Max Number of unique substrings from a partition

Question:

I modified the title so that it is more understandable.

Here is a detailed version of the question:

We have a string s and want to split it into substrings. Each substring is different from each other. What is the maximum number of unique substrings that we can have from one cut. In other words, what is the maximum number of unique substrings that concatenate to form s.

Here are some examples:

Example 1
s = 'aababaa'
output = 4
Explain: we can split `s` into aa|b|aba|a or aab|a|b|aa, 
         and 4 is the max number of substrings we can get from one split.

Example 2
s = 'aba'
output = 2
Explain: a|ba

Example 3
s = 'aaaaaaa'
output = 3
Explain: a|aa|aaaa

Note: s only contains lowercase characters. I am not told how long s and hence cannot guess the optimal time complexity. 🙁

Is it a NP-hard problem? If not, how can I solve it efficiently?

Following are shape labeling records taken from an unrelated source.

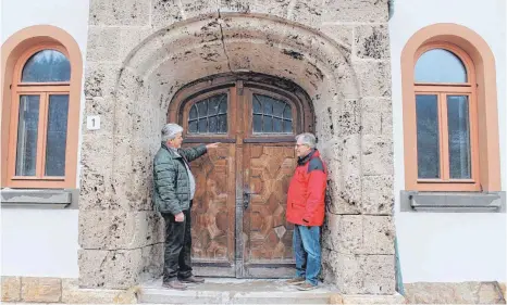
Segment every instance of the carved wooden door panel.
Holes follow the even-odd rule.
[[[190,94],[178,110],[184,147],[222,143],[190,163],[193,267],[198,276],[292,277],[294,227],[285,205],[301,110],[247,85]]]

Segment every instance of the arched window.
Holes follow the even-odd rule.
[[[434,24],[401,52],[407,191],[500,190],[495,58],[473,30]]]
[[[53,26],[2,45],[2,187],[76,187],[82,55]]]
[[[421,48],[417,59],[418,182],[479,190],[473,64],[462,50],[445,43]]]
[[[59,46],[28,50],[12,86],[12,179],[63,180],[71,64]],[[14,157],[13,157],[14,158]]]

I heard this problem from one of my friend and couldn’t answer it. I am trying to use a Trie + greedy to solve this problem. The method fails for the first example.

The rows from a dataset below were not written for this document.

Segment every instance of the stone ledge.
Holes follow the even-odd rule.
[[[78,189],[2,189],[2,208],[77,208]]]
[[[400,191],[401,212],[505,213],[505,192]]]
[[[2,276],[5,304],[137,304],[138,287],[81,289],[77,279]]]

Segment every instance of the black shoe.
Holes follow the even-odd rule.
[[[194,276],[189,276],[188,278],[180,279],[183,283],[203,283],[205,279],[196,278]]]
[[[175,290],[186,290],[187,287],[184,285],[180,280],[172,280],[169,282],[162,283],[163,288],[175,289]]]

Here is the Trie solution that I came up with:

def triesolution(s):
    trie = {}
    p = trie
    output = 0
    for char in s:
        if char not in p:
            output += 1
            p[char] = {}
            p = trie
        else:
            p = p[char]
    return output

For example 1, the above code will return 3 since it is trying to split s into a|ab|abaa.

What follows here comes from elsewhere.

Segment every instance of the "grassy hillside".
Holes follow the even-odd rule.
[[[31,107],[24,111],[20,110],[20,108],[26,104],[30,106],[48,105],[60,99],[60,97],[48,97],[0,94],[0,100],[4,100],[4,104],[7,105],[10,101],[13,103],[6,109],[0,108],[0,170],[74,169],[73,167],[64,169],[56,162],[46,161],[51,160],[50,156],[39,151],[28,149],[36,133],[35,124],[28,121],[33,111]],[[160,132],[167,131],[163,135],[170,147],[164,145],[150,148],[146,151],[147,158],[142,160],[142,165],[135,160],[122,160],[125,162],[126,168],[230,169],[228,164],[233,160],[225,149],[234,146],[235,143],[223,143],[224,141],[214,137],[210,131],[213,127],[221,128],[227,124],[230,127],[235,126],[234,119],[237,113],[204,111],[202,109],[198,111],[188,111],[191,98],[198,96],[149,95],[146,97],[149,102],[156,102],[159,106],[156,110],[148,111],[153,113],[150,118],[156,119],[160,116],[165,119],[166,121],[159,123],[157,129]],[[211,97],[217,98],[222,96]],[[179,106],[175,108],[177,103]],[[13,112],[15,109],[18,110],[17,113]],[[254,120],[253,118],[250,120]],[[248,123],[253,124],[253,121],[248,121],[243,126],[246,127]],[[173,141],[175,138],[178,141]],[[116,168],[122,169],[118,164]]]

Add: Thanks to everyone’s idea, it looks like this problem is very close to an NP problem. Right now, I am trying to think it from this direction. Suppose we have a function Guess(n). This function will return True if we could find n unique substrings from one split or False otherwise. One observation here is that if Guess(n) == True, then Guess(i) == True for all i <= n. Since we can merge two adjacent substrings together. This observation can lead to a binary solution. However, it still requires we can compute the Guess function very efficiently. Sadly, I still could not find out a polynomial way to compute Guess(n).

Asked By: wqm1800

||

Answers:

Here’s a solution but it blows up really fast and is not anywhere near an efficient solution. It first breaks the string down into a list of unique substrings with no concern for ordering, then attempts to use itertools.permutation to reassemble those substrings back into the original string, testing EACH permutation to see if it matches the original string.

import itertools as it

def splitter(seq):                                                             
    temp = [seq]
    for x in range(1, len(seq)):
        print(seq[:x], seq[x:])
        temp.append(seq[:x])
        temp.append(seq[x:])
    return temp

if __name__ == "__main__":
    test = input("Enter a string: ")
    temp = splitter(test)
    copy = temp[::]
    condition = True
    for x in temp:
        if len(x) > 1:
            copy.extend(splitter(x))
    copy = sorted(list(set(copy)))
    print(copy)
    count = []
    for x in range(len(test)):
        item = it.permutations(copy, x)
        try:
            while True:
                temp = next(item)
                if "".join(list(temp)) == test:
                    if len(temp) == len(set(temp)):
                        count.append((len(temp), temp))
        except StopIteration:
            print('next permutation begin iteration')
            continue
    print(f"All unique splits: {count}")
    print(f"Longest unique split : {max(count)[0]}")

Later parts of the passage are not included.